[LLVMdev] [RFC] [X86] Mov to push transformation in x86-32 call sequences
Herbie Robinson
HerbieRobinson at verizon.net
Sun Dec 21 14:11:41 PST 2014
On 12/21/14 4:27 AM, Kuperstein, Michael M wrote:
>
> Which performance guidelines are you referring to?
>
Table C-21 in "Intel® 64 and IA-32 Architectures Optimization Reference
Manual", September 2014.
It hasn't changed. It still lists push and pop instructions as 2-3
times more expensive as mov. And that's not taking into account any
optimizations that might get undone by the stack pointer changing. I'm
just speculating, but I suspect that move being faster has to do with
not having to modify a register every time.

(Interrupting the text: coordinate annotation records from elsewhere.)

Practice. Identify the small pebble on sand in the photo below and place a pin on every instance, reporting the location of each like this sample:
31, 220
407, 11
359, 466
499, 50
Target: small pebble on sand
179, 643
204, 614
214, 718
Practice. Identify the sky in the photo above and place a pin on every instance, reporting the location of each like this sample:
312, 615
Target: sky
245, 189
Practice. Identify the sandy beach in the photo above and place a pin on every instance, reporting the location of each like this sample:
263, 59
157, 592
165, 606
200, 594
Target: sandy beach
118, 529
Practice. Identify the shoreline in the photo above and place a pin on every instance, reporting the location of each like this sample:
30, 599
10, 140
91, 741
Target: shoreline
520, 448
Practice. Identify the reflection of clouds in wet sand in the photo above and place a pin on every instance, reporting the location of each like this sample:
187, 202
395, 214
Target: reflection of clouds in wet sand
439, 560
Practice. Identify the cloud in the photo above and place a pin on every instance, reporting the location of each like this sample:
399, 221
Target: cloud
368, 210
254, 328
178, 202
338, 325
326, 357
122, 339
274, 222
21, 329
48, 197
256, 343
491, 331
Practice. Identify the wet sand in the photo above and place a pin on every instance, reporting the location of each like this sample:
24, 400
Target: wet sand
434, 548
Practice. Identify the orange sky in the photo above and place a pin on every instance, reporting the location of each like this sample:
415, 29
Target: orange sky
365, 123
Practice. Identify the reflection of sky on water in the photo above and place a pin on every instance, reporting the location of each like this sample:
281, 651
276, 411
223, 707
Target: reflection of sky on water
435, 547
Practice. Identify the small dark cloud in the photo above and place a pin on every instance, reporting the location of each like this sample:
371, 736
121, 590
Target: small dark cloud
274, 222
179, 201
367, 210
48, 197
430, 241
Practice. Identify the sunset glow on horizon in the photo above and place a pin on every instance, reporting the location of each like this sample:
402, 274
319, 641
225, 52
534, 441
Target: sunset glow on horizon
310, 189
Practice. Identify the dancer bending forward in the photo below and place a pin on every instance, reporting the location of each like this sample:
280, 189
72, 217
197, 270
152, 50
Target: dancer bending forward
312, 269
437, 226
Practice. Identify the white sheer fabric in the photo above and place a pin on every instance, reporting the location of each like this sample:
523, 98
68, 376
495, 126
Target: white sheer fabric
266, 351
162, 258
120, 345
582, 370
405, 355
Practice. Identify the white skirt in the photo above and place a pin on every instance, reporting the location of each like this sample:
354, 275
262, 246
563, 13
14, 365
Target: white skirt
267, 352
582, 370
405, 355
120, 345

With that as a basis, the fastest entry/exit sequences just use
subl/addl on the stack pointer and don't use push at all. For most C
functions, you don't even have to materialize a frame pointer (if the
unwind mechanisms are set up to handle that). Not that I am
recommending changing the x86_32 code generation to do that.
>
> I’m not that familiar with decade-old CPUs, but to the best of my
> knowledge, this is not true on current hardware.
>
> There is one specific circumstance where PUSHes should be avoided –
> for Atom/Silvermont processors, the memory form of PUSH is
> inefficient, so the register-freeing optimization below may not be
> profitable (see 14.3.3.6 and 15.3.1.2 in the Intel optimization
> reference manual).
>
> Having said that, one distinct possibility is to have the heuristic
> make different decisions depending on the optimization flags, that is
> be much more aggressive for optsize functions.
>
> *From:*Herbie Robinson [mailto:HerbieRobinson at verizon.net]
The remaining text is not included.